- A new report from the Institute for Clinical and Economic Review (ICER) found most currently available targeted immune therapies for rheumatoid arthritis to be priced above its thresholds for cost-effectiveness, despite substantial evidence proving the drugs' clinical benefit.
- AbbVie's market-leading Humira (adalimumab), for example, would require a discount of between 55% and 69% from its current wholesale acquisition cost (WAC) to meet ICER's value range of $100,000 to $150,000 per quality-adjusted life year, according to the final report's findings, which were published last week.
- Sufficient evidence exists to suggest with moderate certainty that two drugs, Roche's Actemra (tocilizumab) and Sanofi/Regeneron's experimental Kevzara (sarilumab), present an improved net health benefit over Humira monotherapy, ICER said.
Many of the world's top drugs are targeted immune modulators (TIMs) indicated for treatment of rheumatoid arthritis.
This broad class of newer drugs substantially improved upon older disease-modifying anti-rheumatic drugs (DMARDs) such as methotrexate, helping many patients better control disease symptoms and extending survival. Even so, the broad market opportunity — rheumatoid arthritis is estimated to affect between 1.3 and 1.8 million Americans — continues to draw drugmaker interest, with potential new entrants from the Sanofi/Regeneron team (sarilumab) and Eli Lilly (baricitinib) currently undergoing regulatory review.
In its report, ICER considered 11 TIMs, including those two experimental agents.
"Our analyses indicate that all the TIMs of interest in this evaluation substantially improved health outcomes compared to conventional DMARDs alone," ICER concluded in its report.
"However, their additional cost led to cost-effectiveness estimates that were well above commonly cited thresholds for cost effectiveness, and the discounts required to achieve these thresholds are greater than estimated current discounts from WAC."
In its conclusion, ICER suggested policy makers "may need to consider regulatory intervention" in order to ensure drug prices for TIMs don't continue to increase as they have in recent years.
Drugmakers from across the industry have sparred with ICER over its evaluations, frequently accusing the organization of failing to incorporate patient perspectives and attacking its use of benchmarks like quality-adjusted life years (QALY).
Amgen, for example, has criticized ICER's methodology, arguing its model "relies too heavily" on short-term trial data, thereby overestimating the effect of conventional DMARD therapy.
"The ICER rheumatoid arthritis report fails to fully capture the value of targeted immune modulators by using an outdated, one-size-fits-all economic model," the company said in an emailed statement.
ICER has responded forcefully in the past, publishing a point-by-point rebuttal of often-used criticisms last August. Additionally, the group recently revised its value-assessment framework, drawing on feedback and comments from payers, patient groups and the industry. This most recent report largely relied on the older framework while reviews that begin in 2017 will use the newer one.

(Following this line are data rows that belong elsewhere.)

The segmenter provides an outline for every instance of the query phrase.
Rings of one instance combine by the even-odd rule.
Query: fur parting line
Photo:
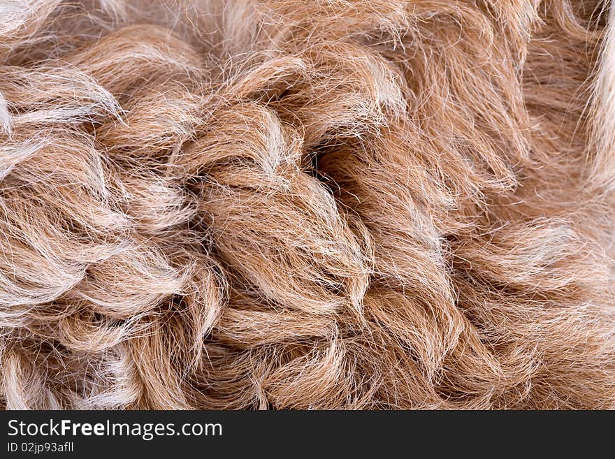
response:
[[[615,408],[615,9],[0,0],[0,406]]]

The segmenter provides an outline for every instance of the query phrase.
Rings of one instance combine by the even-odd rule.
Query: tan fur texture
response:
[[[613,11],[0,1],[0,404],[615,407]]]

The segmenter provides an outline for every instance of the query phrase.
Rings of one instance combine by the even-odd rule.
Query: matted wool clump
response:
[[[610,8],[0,2],[0,405],[615,407]]]

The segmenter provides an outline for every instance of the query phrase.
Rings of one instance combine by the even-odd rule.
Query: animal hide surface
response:
[[[0,1],[0,405],[615,408],[615,9]]]

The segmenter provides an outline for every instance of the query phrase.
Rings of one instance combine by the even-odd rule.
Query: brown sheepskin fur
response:
[[[615,407],[611,8],[0,2],[0,405]]]

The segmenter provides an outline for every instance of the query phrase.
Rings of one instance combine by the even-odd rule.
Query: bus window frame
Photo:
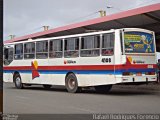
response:
[[[148,34],[152,34],[153,35],[153,44],[154,44],[154,53],[127,53],[125,51],[125,45],[124,45],[124,33],[125,32],[144,32],[144,33],[148,33]],[[139,29],[135,29],[135,30],[124,30],[122,32],[123,35],[123,51],[125,55],[155,55],[156,54],[156,43],[155,43],[155,33],[153,31],[146,31],[146,30],[139,30]]]
[[[50,43],[51,43],[51,42],[54,42],[54,41],[56,41],[56,40],[60,40],[60,41],[61,41],[61,44],[62,44],[62,45],[61,45],[61,51],[54,51],[54,50],[51,51],[51,50],[50,50],[50,48],[51,48],[51,44],[50,44]],[[53,46],[52,46],[52,47],[53,47]],[[49,47],[48,47],[48,49],[49,49],[49,50],[48,50],[48,51],[49,51],[49,52],[48,52],[48,53],[49,53],[49,56],[48,56],[48,57],[49,57],[50,59],[63,58],[63,39],[52,39],[52,40],[49,40]],[[55,52],[55,53],[61,52],[61,57],[51,57],[50,54],[53,53],[53,52]]]
[[[93,34],[93,35],[81,36],[81,40],[80,40],[80,41],[81,41],[81,43],[80,43],[80,46],[81,46],[81,47],[80,47],[80,48],[81,48],[81,49],[80,49],[80,57],[99,57],[99,56],[101,56],[101,53],[100,53],[101,47],[102,47],[102,46],[101,46],[101,41],[102,41],[102,40],[101,40],[101,35],[102,35],[102,34],[100,33],[100,34]],[[99,48],[82,49],[82,38],[84,38],[84,37],[90,37],[90,36],[94,36],[94,37],[95,37],[95,36],[99,36]],[[94,40],[95,40],[95,39],[94,39]],[[94,51],[99,50],[99,54],[98,54],[98,55],[89,54],[88,56],[87,56],[87,55],[82,56],[82,51],[87,51],[87,50],[88,50],[88,51],[91,51],[91,52],[92,52],[93,50],[94,50]]]
[[[16,53],[16,45],[19,45],[19,44],[22,44],[22,50],[23,50],[23,51],[22,51],[21,54],[15,54],[15,53]],[[24,59],[24,46],[23,46],[23,45],[24,45],[24,43],[14,44],[14,52],[13,52],[13,53],[14,53],[14,54],[13,54],[13,55],[14,55],[14,57],[13,57],[14,60],[23,60],[23,59]],[[15,58],[15,55],[20,55],[20,56],[22,55],[22,58],[18,58],[18,59],[17,59],[17,58]]]
[[[110,48],[103,48],[103,35],[105,34],[112,34],[113,35],[113,47],[110,47]],[[114,53],[115,53],[115,32],[110,32],[110,33],[103,33],[102,34],[102,38],[101,38],[101,56],[113,56]],[[106,55],[103,55],[102,52],[103,52],[103,49],[112,49],[112,54],[106,54]]]
[[[74,46],[75,48],[75,50],[67,50],[67,48],[66,48],[66,44],[65,44],[65,41],[68,41],[68,39],[74,39],[74,41],[76,41],[77,39],[78,39],[78,50],[76,50],[75,48],[76,48],[76,46]],[[79,55],[79,46],[80,46],[80,37],[68,37],[68,38],[64,38],[64,51],[63,51],[63,57],[64,58],[77,58],[77,57],[79,57],[80,55]],[[75,42],[75,44],[76,44],[76,42]],[[65,49],[66,48],[66,49]],[[65,56],[65,52],[75,52],[76,54],[78,53],[78,55],[75,55],[75,56],[73,56],[73,55],[71,55],[71,56]],[[75,53],[73,53],[73,54],[75,54]]]
[[[49,55],[49,51],[48,51],[48,50],[49,50],[49,49],[48,49],[49,46],[48,46],[48,48],[47,48],[47,52],[37,52],[37,43],[38,43],[38,42],[47,42],[47,46],[49,45],[49,44],[48,44],[48,43],[49,43],[49,40],[36,41],[36,42],[35,42],[35,43],[36,43],[36,46],[35,46],[35,47],[36,47],[36,49],[35,49],[35,50],[36,50],[35,58],[36,58],[36,59],[48,59],[48,57],[49,57],[49,56],[48,56],[48,55]],[[38,53],[38,54],[46,54],[47,56],[46,56],[45,58],[42,58],[42,57],[38,57],[38,58],[37,58],[37,53]]]
[[[25,44],[28,44],[28,43],[34,43],[34,52],[33,53],[25,53]],[[23,48],[24,48],[24,52],[23,52],[23,56],[24,56],[24,59],[35,59],[36,57],[36,54],[35,54],[35,51],[36,51],[36,42],[26,42],[23,44]],[[34,54],[34,57],[33,58],[25,58],[25,55],[28,55],[28,54]]]

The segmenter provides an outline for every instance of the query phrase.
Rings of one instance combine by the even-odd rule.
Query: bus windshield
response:
[[[125,53],[155,53],[154,36],[150,33],[124,32]]]

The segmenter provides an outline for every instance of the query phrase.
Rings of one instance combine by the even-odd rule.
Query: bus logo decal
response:
[[[36,77],[39,77],[39,72],[38,72],[38,62],[34,60],[32,63],[32,80]]]

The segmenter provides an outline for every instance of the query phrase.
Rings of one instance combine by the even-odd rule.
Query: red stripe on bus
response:
[[[156,64],[150,64],[156,68]],[[5,66],[4,70],[32,70],[31,66]],[[38,70],[121,70],[121,69],[148,69],[144,65],[75,65],[75,66],[38,66]]]

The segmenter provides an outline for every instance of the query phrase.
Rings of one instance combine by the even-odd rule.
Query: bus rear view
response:
[[[122,83],[148,83],[157,81],[156,46],[154,32],[126,28],[121,31]]]

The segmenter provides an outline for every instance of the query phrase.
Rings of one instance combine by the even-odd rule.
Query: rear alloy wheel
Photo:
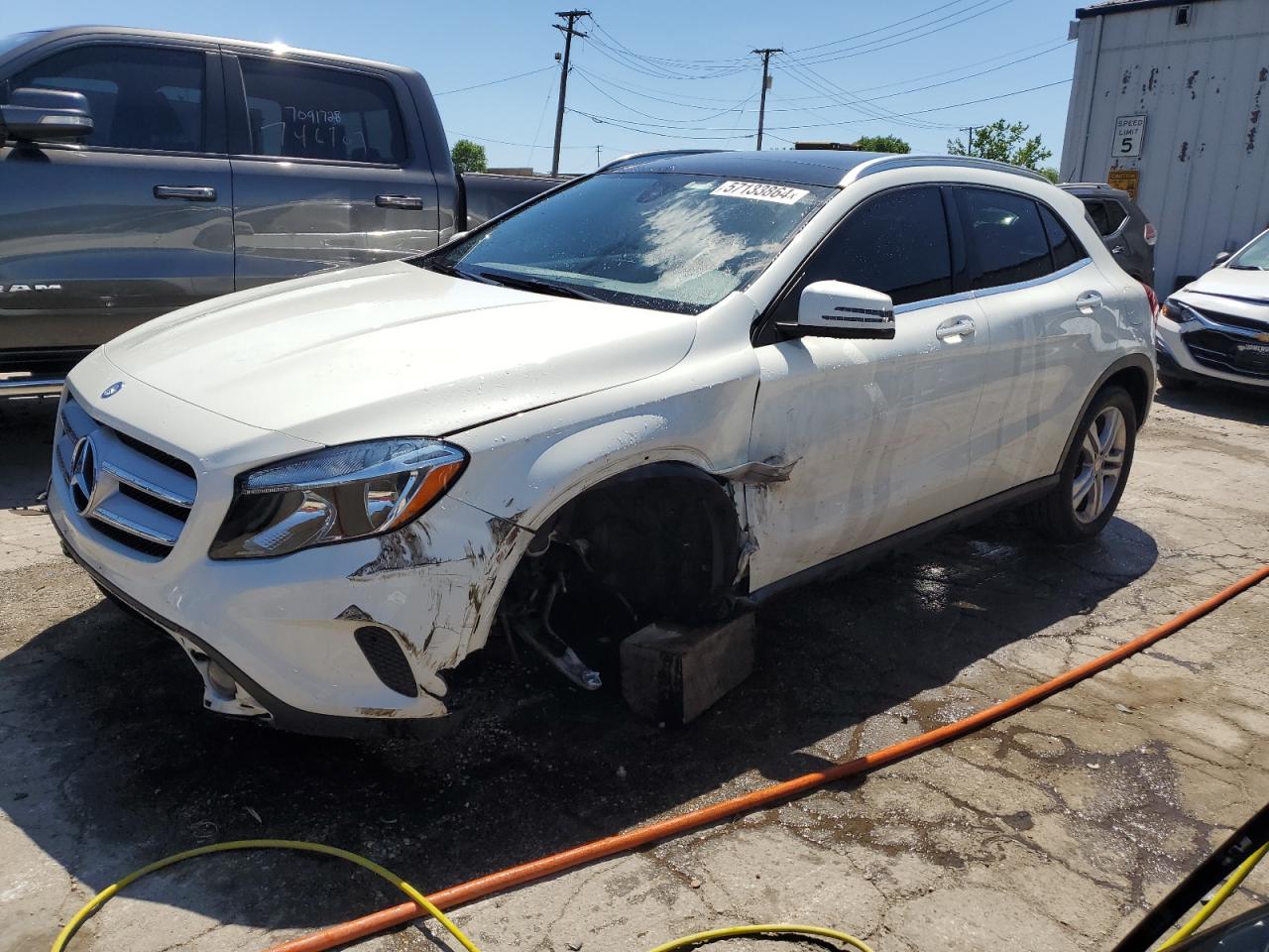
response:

Previous reports from ICER on treatments for hepatitis C, high cholesterol and multiple myeloma have found many top-selling brands to be overpriced compared to cost-effectiveness benchmarks.

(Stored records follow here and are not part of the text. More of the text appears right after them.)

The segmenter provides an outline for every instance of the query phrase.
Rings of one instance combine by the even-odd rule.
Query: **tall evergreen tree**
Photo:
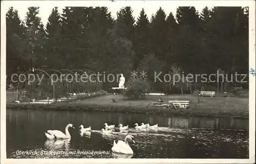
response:
[[[10,8],[6,13],[6,71],[8,77],[16,73],[17,67],[20,71],[26,70],[23,67],[25,48],[23,37],[25,31],[18,11]]]
[[[167,36],[167,57],[166,62],[171,65],[172,63],[177,62],[176,61],[176,55],[179,54],[177,45],[179,44],[177,42],[178,37],[179,29],[176,20],[173,13],[170,12],[166,19],[166,36]],[[167,68],[167,69],[168,68]]]
[[[140,13],[136,21],[133,48],[136,54],[134,59],[134,68],[136,69],[144,56],[150,52],[149,42],[150,21],[144,9]]]
[[[39,14],[39,7],[30,7],[26,16],[26,33],[25,43],[26,46],[26,59],[28,61],[28,69],[34,66],[37,55],[35,48],[37,46],[38,39],[38,31],[41,18],[37,15]]]
[[[167,29],[166,14],[162,8],[152,17],[151,27],[151,52],[160,59],[165,59],[167,53]]]
[[[201,69],[198,13],[194,7],[179,7],[177,9],[176,18],[179,24],[177,41],[180,43],[179,55],[176,56],[177,64],[185,73],[195,73]],[[194,66],[195,63],[198,66]]]
[[[60,53],[61,36],[60,34],[60,15],[58,8],[53,8],[46,25],[47,39],[44,66],[49,68],[63,68],[63,59]],[[65,59],[65,58],[64,58]]]
[[[131,7],[125,7],[121,9],[118,13],[117,21],[119,22],[123,31],[125,37],[133,41],[135,20],[133,16],[133,11]]]

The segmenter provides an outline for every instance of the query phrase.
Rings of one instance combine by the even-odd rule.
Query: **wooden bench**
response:
[[[160,103],[160,102],[151,102],[151,105],[154,105],[157,106],[172,106],[172,105],[166,103]]]
[[[201,91],[200,95],[203,96],[210,96],[211,97],[215,96],[215,91]]]
[[[180,101],[180,100],[171,100],[168,101],[168,103],[173,104],[175,108],[187,108],[188,104],[189,104],[189,101]]]

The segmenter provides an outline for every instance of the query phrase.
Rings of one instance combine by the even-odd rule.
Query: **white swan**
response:
[[[107,123],[104,124],[105,125],[105,128],[107,129],[112,129],[112,128],[115,128],[115,125],[108,125]]]
[[[81,125],[80,126],[79,126],[79,128],[81,128],[79,131],[81,132],[85,132],[86,131],[91,131],[92,130],[92,129],[91,129],[91,126],[89,126],[89,128],[83,128],[83,125]]]
[[[129,129],[129,126],[128,125],[123,127],[123,125],[120,124],[119,126],[119,130],[127,130]]]
[[[110,133],[112,132],[112,130],[105,130],[104,129],[101,129],[102,133]]]
[[[133,151],[130,147],[129,141],[132,141],[135,143],[134,137],[133,136],[128,134],[124,138],[124,142],[119,140],[117,143],[116,143],[115,140],[114,140],[113,146],[111,150],[115,153],[123,153],[123,154],[133,154]]]
[[[71,138],[71,136],[69,132],[69,128],[75,129],[73,124],[69,124],[65,128],[66,134],[62,131],[58,130],[48,130],[47,133],[45,132],[45,134],[49,139],[70,138]]]
[[[155,125],[150,126],[150,128],[157,128],[158,127],[158,124],[156,124]]]
[[[150,124],[147,123],[146,124],[144,124],[143,123],[141,123],[141,126],[143,127],[143,128],[147,128],[150,127]]]
[[[135,129],[143,129],[143,127],[141,126],[139,126],[139,125],[138,124],[138,123],[136,123],[135,124],[134,124],[134,126],[135,126]]]

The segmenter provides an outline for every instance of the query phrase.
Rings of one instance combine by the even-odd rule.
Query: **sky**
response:
[[[154,2],[152,1],[116,1],[116,2],[111,2],[110,1],[101,1],[103,3],[96,3],[98,1],[94,1],[92,2],[92,1],[89,1],[90,3],[88,3],[88,1],[84,2],[86,1],[82,1],[83,3],[75,4],[75,3],[68,3],[67,4],[64,1],[59,1],[59,3],[56,4],[54,3],[49,3],[49,1],[45,2],[45,3],[34,3],[33,4],[30,4],[27,3],[26,1],[23,2],[22,3],[18,3],[18,1],[16,1],[14,3],[11,4],[11,6],[9,6],[9,7],[12,6],[14,9],[16,9],[18,10],[19,16],[20,19],[23,20],[25,18],[26,16],[26,12],[28,12],[28,7],[29,6],[36,6],[39,7],[39,13],[38,16],[41,17],[41,21],[44,25],[46,25],[48,22],[48,18],[51,14],[52,9],[54,7],[57,7],[58,8],[58,11],[60,13],[62,13],[62,9],[64,8],[65,6],[105,6],[108,8],[109,11],[111,12],[112,16],[114,18],[116,18],[116,13],[122,7],[125,6],[131,6],[133,10],[133,16],[135,17],[136,20],[137,20],[137,17],[139,16],[140,12],[141,9],[144,8],[145,12],[147,15],[148,18],[150,19],[152,14],[155,14],[157,11],[159,9],[160,7],[161,7],[163,9],[164,12],[167,16],[170,12],[173,13],[173,14],[175,16],[176,14],[176,9],[179,7],[178,4],[177,4],[175,1],[166,1],[164,3],[152,3]],[[155,2],[156,2],[155,1]],[[27,2],[31,2],[28,1]],[[39,1],[40,2],[40,1]],[[40,1],[41,2],[41,1]],[[56,5],[54,5],[56,4]],[[84,5],[83,5],[84,4]],[[196,10],[199,12],[201,12],[202,9],[207,5],[207,4],[196,4],[197,5],[193,6],[194,6]],[[209,5],[209,4],[208,4]],[[211,7],[211,6],[207,5],[208,7]],[[7,9],[8,10],[8,8]]]

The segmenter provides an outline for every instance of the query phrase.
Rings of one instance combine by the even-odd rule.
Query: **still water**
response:
[[[249,158],[248,120],[10,109],[6,112],[8,158]],[[158,128],[140,130],[132,128],[135,123],[142,122],[151,125],[157,123]],[[100,130],[105,123],[116,126],[129,125],[130,129],[102,134]],[[47,139],[45,131],[56,129],[65,132],[69,123],[75,128],[69,130],[71,139]],[[91,126],[92,132],[81,135],[78,127],[81,124],[84,127]],[[114,140],[123,140],[127,133],[135,137],[135,144],[130,144],[134,154],[113,153]],[[22,154],[26,151],[31,154]],[[65,153],[52,153],[61,151]],[[84,153],[93,151],[105,153]]]

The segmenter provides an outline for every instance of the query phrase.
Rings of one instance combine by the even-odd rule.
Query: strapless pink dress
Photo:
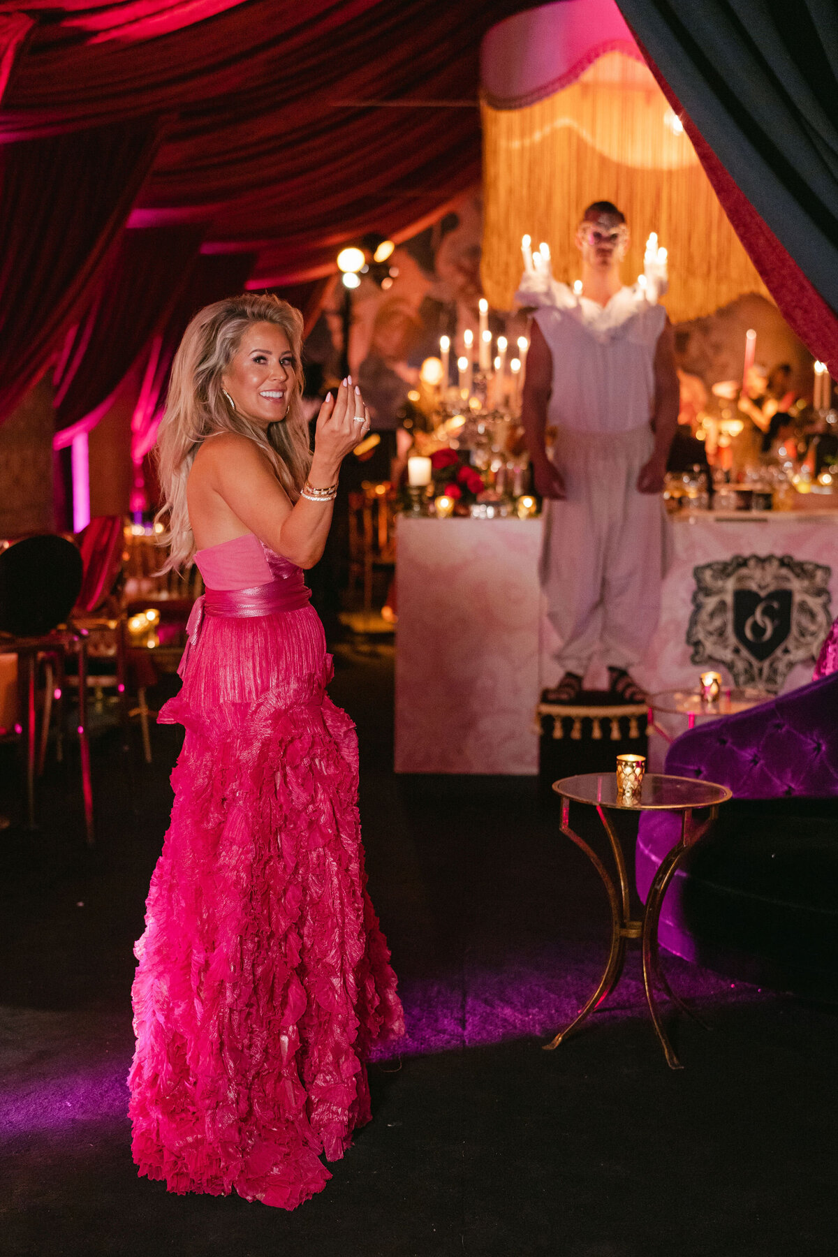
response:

Analyses such as these provide evidence-based fodder that payers and other stakeholders have seized upon to push back against the industry on pricing. Given the well-entrenched position of many TIMs in the market, the direct impact of ICER's report in the existing rheumatoid arthritis market may be more limited.
But its conclusions regarding Actemra and sarilumab could impact payer consideration of those drugs, or guide the pricing calculus of the Sanofi/Regeneron team and Eli Lilly for their respective experimental drugs, if approved by the FDA.